Self explanation

Self-explanation is the technique of explaining to another person (or yourself) what you are doing whilst you work and why e.g. precisely detailing why you are times the numerator by 7 and the denominator by 2 or what happens in a synapse when it fires to transfer a signal from one neuron to the next.

This can be put in to practice by asking yourself or another person to explain exactly what it is they mean when they are writing an essay or what they are doing when solving a maths problem. The prompt questions you can use can be either “content-free” or “content-specific”; they can include no information about the question at hand (e.g. “Explain what the sentence means to you. That is, what new information does the sentence provide for you? And how does it relate to what you already know?”) or they can contain relevant information to the question (e.g. “Why do you calculate the total acceptable outcomes by multiplying?”).

There have been many different studies examining the efficacy of self explanation and the circumstances in which it works best. Bielaczyc et al. (1995) conducted an experiment on 24 students (a very low number of participants) embarking on a programming course and divided them into two groups; those who received explicit instructions on how to effectively use self explanation and those who just received written instructions. They found (unsurprisingly) that those who were given explicit instructions used self explanation more and this increased use of self explanation was associated with greater performance gains.
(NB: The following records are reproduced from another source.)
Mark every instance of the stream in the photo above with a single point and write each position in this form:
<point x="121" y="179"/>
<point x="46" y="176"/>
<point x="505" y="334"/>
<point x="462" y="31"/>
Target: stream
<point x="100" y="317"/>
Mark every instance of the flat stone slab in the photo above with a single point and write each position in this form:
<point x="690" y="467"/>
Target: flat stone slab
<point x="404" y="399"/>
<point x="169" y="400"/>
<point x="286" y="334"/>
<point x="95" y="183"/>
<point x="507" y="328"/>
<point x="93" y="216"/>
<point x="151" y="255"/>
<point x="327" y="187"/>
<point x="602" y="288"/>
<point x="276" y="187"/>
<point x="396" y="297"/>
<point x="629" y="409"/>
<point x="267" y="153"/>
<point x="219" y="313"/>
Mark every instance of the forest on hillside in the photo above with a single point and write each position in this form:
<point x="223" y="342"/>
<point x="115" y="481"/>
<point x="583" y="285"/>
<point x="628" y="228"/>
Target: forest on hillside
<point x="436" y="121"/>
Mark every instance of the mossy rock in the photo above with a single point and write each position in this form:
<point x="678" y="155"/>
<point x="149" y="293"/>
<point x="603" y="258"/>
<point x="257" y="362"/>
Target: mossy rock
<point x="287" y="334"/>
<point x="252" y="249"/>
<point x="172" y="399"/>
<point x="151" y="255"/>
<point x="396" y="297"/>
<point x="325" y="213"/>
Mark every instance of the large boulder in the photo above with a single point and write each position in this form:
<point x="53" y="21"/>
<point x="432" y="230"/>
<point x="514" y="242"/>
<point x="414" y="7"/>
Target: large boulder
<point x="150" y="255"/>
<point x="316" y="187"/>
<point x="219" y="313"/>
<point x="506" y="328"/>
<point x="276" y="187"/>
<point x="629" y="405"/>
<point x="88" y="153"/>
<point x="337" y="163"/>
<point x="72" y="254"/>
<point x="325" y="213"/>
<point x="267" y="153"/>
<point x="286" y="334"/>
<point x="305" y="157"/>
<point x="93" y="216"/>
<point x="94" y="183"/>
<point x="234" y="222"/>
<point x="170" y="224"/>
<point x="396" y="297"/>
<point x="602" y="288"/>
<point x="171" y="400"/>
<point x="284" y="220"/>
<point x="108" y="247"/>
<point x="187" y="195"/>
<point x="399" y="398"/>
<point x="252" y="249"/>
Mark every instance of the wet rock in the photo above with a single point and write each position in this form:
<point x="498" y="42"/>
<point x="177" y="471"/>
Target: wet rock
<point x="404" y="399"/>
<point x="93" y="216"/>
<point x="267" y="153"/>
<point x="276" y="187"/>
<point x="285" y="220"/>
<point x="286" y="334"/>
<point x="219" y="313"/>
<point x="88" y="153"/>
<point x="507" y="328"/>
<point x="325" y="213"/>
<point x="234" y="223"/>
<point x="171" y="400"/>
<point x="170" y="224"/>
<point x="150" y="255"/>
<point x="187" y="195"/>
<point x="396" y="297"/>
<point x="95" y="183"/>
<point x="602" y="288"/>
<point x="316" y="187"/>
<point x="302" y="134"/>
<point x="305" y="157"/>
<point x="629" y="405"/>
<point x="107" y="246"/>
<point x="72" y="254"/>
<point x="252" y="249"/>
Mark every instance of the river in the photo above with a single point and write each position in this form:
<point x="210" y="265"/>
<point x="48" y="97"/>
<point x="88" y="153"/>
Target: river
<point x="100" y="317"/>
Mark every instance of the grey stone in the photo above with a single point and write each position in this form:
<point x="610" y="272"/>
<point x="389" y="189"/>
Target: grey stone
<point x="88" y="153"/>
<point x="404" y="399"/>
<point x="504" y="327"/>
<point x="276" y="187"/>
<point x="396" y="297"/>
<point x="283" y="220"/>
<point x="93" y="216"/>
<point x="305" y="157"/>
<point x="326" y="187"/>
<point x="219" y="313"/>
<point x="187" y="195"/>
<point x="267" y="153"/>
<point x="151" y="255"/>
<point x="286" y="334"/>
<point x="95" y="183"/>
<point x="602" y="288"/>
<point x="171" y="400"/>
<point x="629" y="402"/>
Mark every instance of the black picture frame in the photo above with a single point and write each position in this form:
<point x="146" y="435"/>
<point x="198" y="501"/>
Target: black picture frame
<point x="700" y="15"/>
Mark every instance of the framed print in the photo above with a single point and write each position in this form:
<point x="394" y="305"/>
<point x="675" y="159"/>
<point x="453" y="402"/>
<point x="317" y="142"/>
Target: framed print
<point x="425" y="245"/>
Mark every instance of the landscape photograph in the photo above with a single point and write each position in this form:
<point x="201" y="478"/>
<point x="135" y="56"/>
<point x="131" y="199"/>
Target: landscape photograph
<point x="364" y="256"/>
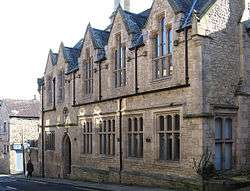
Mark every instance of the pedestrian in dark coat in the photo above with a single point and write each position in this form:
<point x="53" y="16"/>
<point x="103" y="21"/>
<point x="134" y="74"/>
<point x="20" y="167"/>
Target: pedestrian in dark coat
<point x="30" y="169"/>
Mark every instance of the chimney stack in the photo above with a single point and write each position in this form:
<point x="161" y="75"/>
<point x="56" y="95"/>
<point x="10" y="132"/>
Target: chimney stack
<point x="124" y="3"/>
<point x="127" y="5"/>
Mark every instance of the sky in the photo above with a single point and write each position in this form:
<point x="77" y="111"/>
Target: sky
<point x="30" y="28"/>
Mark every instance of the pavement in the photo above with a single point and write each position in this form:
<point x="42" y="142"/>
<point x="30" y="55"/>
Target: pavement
<point x="20" y="183"/>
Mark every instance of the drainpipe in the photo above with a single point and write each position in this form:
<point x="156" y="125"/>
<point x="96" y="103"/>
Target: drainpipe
<point x="74" y="89"/>
<point x="54" y="93"/>
<point x="120" y="139"/>
<point x="100" y="81"/>
<point x="186" y="55"/>
<point x="136" y="73"/>
<point x="43" y="172"/>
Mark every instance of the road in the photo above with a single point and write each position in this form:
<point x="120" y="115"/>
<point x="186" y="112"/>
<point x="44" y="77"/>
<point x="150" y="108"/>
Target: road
<point x="9" y="183"/>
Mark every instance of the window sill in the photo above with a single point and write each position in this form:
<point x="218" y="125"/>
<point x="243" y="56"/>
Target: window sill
<point x="168" y="162"/>
<point x="156" y="80"/>
<point x="135" y="159"/>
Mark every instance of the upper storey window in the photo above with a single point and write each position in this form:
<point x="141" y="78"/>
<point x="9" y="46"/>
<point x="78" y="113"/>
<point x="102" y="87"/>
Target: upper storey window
<point x="163" y="50"/>
<point x="120" y="63"/>
<point x="49" y="91"/>
<point x="88" y="74"/>
<point x="61" y="86"/>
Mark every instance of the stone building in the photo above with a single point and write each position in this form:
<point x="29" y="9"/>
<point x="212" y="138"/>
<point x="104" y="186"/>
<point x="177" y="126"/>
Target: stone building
<point x="19" y="126"/>
<point x="141" y="100"/>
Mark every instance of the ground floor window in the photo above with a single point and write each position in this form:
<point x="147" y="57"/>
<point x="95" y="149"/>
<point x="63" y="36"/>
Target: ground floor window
<point x="135" y="137"/>
<point x="107" y="137"/>
<point x="169" y="137"/>
<point x="223" y="143"/>
<point x="50" y="140"/>
<point x="87" y="143"/>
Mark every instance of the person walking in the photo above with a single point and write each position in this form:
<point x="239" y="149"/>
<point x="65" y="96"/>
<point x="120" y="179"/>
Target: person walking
<point x="30" y="169"/>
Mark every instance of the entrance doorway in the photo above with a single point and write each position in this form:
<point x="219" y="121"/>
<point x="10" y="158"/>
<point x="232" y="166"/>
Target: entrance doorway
<point x="66" y="155"/>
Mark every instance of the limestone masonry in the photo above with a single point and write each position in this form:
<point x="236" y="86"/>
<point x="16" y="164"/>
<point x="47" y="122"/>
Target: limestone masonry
<point x="141" y="100"/>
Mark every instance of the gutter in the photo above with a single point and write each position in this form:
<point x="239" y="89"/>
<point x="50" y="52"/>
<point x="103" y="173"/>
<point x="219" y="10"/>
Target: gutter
<point x="42" y="125"/>
<point x="135" y="94"/>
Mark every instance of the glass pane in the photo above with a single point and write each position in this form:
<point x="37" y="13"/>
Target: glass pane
<point x="100" y="141"/>
<point x="141" y="145"/>
<point x="177" y="122"/>
<point x="109" y="144"/>
<point x="104" y="144"/>
<point x="135" y="124"/>
<point x="109" y="125"/>
<point x="169" y="146"/>
<point x="141" y="124"/>
<point x="129" y="145"/>
<point x="161" y="123"/>
<point x="135" y="146"/>
<point x="129" y="124"/>
<point x="164" y="67"/>
<point x="113" y="144"/>
<point x="113" y="125"/>
<point x="104" y="126"/>
<point x="162" y="146"/>
<point x="169" y="122"/>
<point x="177" y="147"/>
<point x="218" y="156"/>
<point x="218" y="128"/>
<point x="164" y="37"/>
<point x="228" y="156"/>
<point x="170" y="41"/>
<point x="228" y="129"/>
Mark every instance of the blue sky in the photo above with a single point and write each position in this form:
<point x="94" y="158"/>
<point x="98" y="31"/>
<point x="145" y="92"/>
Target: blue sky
<point x="29" y="28"/>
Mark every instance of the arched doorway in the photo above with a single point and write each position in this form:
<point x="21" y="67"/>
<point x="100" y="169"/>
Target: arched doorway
<point x="66" y="155"/>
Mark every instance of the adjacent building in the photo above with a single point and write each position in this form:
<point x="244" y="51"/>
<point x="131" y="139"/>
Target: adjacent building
<point x="19" y="126"/>
<point x="140" y="101"/>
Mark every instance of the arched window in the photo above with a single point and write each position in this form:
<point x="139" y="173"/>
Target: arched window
<point x="177" y="122"/>
<point x="223" y="143"/>
<point x="107" y="137"/>
<point x="163" y="50"/>
<point x="169" y="138"/>
<point x="88" y="73"/>
<point x="120" y="63"/>
<point x="161" y="122"/>
<point x="135" y="137"/>
<point x="169" y="123"/>
<point x="87" y="143"/>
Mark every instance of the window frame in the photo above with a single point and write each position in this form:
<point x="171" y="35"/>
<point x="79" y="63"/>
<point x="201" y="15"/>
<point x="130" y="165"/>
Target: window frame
<point x="87" y="137"/>
<point x="224" y="141"/>
<point x="162" y="57"/>
<point x="107" y="137"/>
<point x="50" y="140"/>
<point x="166" y="132"/>
<point x="88" y="73"/>
<point x="133" y="133"/>
<point x="120" y="62"/>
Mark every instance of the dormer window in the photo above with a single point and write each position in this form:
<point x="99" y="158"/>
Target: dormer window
<point x="120" y="63"/>
<point x="163" y="50"/>
<point x="61" y="86"/>
<point x="88" y="74"/>
<point x="49" y="91"/>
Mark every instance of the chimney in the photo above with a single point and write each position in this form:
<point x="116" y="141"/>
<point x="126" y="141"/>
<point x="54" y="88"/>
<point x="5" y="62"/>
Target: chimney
<point x="116" y="4"/>
<point x="124" y="3"/>
<point x="127" y="5"/>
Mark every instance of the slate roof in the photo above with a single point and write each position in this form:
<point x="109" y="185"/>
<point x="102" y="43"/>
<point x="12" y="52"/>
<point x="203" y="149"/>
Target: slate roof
<point x="71" y="56"/>
<point x="100" y="40"/>
<point x="99" y="37"/>
<point x="23" y="108"/>
<point x="40" y="83"/>
<point x="53" y="57"/>
<point x="247" y="25"/>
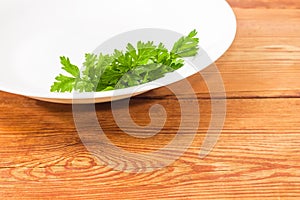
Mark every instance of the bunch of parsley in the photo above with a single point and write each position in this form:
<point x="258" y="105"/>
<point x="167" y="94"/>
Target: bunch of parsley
<point x="145" y="63"/>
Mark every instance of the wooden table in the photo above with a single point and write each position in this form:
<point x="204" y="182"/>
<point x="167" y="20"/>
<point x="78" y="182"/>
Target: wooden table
<point x="256" y="157"/>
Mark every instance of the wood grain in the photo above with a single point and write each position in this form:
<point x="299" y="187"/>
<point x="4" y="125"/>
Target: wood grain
<point x="257" y="155"/>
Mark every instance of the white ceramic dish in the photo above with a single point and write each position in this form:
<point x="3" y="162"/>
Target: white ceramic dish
<point x="34" y="34"/>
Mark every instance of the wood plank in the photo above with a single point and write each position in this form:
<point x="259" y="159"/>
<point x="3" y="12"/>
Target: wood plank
<point x="267" y="4"/>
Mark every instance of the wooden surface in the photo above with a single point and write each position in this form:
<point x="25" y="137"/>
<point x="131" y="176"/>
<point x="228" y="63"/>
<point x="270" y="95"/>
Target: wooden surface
<point x="257" y="155"/>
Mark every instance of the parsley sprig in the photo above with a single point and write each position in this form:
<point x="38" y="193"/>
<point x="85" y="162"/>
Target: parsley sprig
<point x="137" y="65"/>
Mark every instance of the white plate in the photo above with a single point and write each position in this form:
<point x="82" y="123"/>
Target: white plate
<point x="34" y="34"/>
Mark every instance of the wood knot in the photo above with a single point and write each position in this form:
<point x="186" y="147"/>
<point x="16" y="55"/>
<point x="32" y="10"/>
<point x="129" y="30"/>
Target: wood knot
<point x="80" y="162"/>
However this positive result should be taken with a pinch of salt as both conditions were actually told to use self explanation (with the experimental group actually being shown how to do it and the control group just receiving written instructions) and the fact it has a very small number of participants.

Aleven & Koedinger (2002) found that 15 and 16 year old children taking a geometry class scored higher in a subsequent test after using self explanation than the children who (during practice) just provided the correct answer. During practice, the students used a Cognitive Tutor (an interactive computer program that helped students) across all conditions e.g. participants in the self explanation condition explained each step they took and got feedback from the program as to whether it was correct. Whilst they found a positive effect for self explanation, this study also suffered from a low number of participants (41 participants, only 24 of whom actually completed the experiment).

Rittle-Johnson (2006) looked whether self explanation helped students with maths problems they had not encountered yet. There were two variables; instruction vs no instruction and self explanation vs no self explanation. She found that students who were given instructions on how to get the correct answer and those who (after getting the answer) had to explain why one answer was correct and another was incorrect, had greater procedural knowledge (the steps they had to do in order to get the correct answer). There was no interaction between instruction and self explanation. This study had enough participants per condition to have sufficient power (so you can be more confident that the finding isn’t a false-positive; Simons, Nelson & Simonsohn, 2011). This study also tested the students after a two week delay and found that participants who used self explanation scored the highest. However the participants were tested immediately after the intervention so practice testing may have had some effect on understading (Dunlowsky et al., 2013)

However, it should be noted that the utility of self explanation is massively diminished when students are provided with explanations of the answer; presumably because students put in little effort before looking at the answers (Schworm & Renkl, 2006, as cited in Dunlowsky et al., 2013).

Overall it would seem  that self explanation can be effective for learning, but more research needs to be done to determine how much of an effect it has and how long its effects last.

Aleven, V. & Koedinger, K. (2002). An effective metacognitive strategy: learning by doing and explaining with a computer-based Cognitive Tutor. Cognitive Science. 26 (1), 147–179.
Bielaczyc, K.; Pirolli, P. & Brown, A.. (1995). Training in Self-Explanation and Self-Regulation Strategies: Investigating the Effects of Knowledge Acquisition Activities on Problem Solving. Cognition and Instruction. 13 (2), 221-252.
Dunlosky, J.; Rawson, K.; Marsh, E.; Nathan, M. & Willingham, D. (2013). Improving Students’ Learning With Effective Learning Techniques: Promising Directions From Cognitive and Educational Psychology. Psychological Science in the Public Interest. 14 (1), 4-58.
Rittle-Johnson, B.. (2006). Promoting Transfer: Effects of Self-Explanation and Direct Instruction. Child Development. 77 (1), 1-15.
Simons, J.; Nelson, L. & Simonsohn, U. (2011). False-Positive Psychology: Undisclosed Flexibility in Data Collection and Analysis Allows Presenting Anything as Significant. Psychological Science. 22 (11), 1359–1366. 
Schworm, S. & Renkl, A. (2006). Computer-supported example based learning: When instructional explanations reduce selfexplanations. Computers & Education, 46 (1), 426–445.